The group is suspected to have ties to Hezbollah, the terrorist group based in Lebanon that is currently trading fire with Israel at Israel’s northern border. Details on the alleged plot were scarce, but the O Globo newspaper reported that synagogues were among the group’s targets.

One suspect was arrested on Wednesday after flying in from Lebanon to Brazil’s biggest airport, in Guarulhos, near São Paulo. Police are searching São Paulo, the Minas Gerais state and the federal district around the country’s capital Brasília for others.

Police said the charges of “creating or belonging to a terrorist organization and carrying out preparations for acts of terrorism” carry sentences of 15 and a half years in prison.

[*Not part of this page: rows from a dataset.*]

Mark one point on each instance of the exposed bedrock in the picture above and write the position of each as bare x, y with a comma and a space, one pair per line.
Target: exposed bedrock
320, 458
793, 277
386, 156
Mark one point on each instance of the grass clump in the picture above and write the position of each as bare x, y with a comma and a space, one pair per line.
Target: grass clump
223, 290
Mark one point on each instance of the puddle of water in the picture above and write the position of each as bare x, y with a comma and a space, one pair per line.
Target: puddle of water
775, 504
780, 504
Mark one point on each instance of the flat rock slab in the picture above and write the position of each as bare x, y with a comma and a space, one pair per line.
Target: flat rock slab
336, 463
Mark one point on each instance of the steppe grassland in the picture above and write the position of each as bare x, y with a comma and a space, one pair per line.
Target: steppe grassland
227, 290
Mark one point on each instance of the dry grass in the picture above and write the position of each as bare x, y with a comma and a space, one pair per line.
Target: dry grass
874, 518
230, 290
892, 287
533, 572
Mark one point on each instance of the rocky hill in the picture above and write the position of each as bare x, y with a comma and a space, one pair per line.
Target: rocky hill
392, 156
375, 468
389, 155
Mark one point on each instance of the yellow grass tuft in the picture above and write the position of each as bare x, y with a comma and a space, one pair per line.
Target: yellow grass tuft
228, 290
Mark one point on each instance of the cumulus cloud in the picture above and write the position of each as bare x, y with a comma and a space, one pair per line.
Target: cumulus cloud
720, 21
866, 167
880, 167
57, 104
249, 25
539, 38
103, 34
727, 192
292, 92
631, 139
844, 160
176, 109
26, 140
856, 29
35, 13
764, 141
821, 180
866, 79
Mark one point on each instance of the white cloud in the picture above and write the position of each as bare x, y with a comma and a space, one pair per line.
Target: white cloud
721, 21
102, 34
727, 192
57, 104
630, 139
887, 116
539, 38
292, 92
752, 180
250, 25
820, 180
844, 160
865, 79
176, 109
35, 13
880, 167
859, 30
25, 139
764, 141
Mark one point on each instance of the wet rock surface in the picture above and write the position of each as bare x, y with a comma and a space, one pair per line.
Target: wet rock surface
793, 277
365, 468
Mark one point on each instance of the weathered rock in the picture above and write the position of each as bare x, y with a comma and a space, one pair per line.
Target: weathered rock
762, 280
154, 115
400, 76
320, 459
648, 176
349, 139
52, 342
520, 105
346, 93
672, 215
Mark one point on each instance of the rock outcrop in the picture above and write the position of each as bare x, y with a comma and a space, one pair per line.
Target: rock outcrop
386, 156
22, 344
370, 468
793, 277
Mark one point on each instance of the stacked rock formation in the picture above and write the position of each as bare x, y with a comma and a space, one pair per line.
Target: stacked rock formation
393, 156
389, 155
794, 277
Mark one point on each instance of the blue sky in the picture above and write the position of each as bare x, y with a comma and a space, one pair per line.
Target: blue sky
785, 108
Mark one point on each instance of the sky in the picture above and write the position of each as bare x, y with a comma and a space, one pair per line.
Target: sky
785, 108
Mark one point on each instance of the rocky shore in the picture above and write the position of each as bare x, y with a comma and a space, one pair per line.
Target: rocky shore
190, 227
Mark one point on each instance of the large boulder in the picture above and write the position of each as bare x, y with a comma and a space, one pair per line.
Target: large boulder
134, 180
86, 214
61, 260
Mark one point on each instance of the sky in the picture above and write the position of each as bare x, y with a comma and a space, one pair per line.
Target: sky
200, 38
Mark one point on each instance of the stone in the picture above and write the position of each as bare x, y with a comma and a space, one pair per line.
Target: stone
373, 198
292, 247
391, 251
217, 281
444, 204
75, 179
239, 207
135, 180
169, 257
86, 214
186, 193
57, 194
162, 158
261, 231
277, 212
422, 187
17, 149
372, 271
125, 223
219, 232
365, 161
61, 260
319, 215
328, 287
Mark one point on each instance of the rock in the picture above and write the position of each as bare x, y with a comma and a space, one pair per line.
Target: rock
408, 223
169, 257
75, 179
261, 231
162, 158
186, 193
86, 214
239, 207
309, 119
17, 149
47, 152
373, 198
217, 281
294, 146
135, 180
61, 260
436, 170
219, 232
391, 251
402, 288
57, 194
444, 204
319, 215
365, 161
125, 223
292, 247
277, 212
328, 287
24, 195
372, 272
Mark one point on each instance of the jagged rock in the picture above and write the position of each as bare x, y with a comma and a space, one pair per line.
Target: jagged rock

Over 100,000 Jews live in Brazil, mostly in São Paulo and Rio de Janeiro. The Confederação Israelita do Brasil, or CONIB, an umbrella group for Brazilian Jewish federations, congratulated police for breaking up the terror cell and expressed “enormous concern” about the situation.

Jewish communities around the world are on high alert in the wake of Hamas’ Oct. 7 attacks and Israel’s subsequent war in Gaza, and police in several European countries say they have interrupted or tracked plots against Jewish targets over the last month. But even before October, a report published in April found that antisemitism in Brazilian schools had spiked over the past three years. Police are also cracking down on local neo-Nazi groups that have grown in size and influence in recent years.

Hezbollah has been known to have a large presence in Latin America for decades and has been tied to multiple terror attacks in the region, including the bombings of Israeli embassy in Buenos Aires that killed 29 in 1992 and the attack on that city’s AMIA Jewish center that killed 85 in 1994.

Israeli Prime Minister Benjamin Netanyahu’s office said Brazilian police worked “in collaboration with Mossad and its partners within the Israeli security community, as well as other international security and law enforcement agencies” in making Wednesday’s arrests.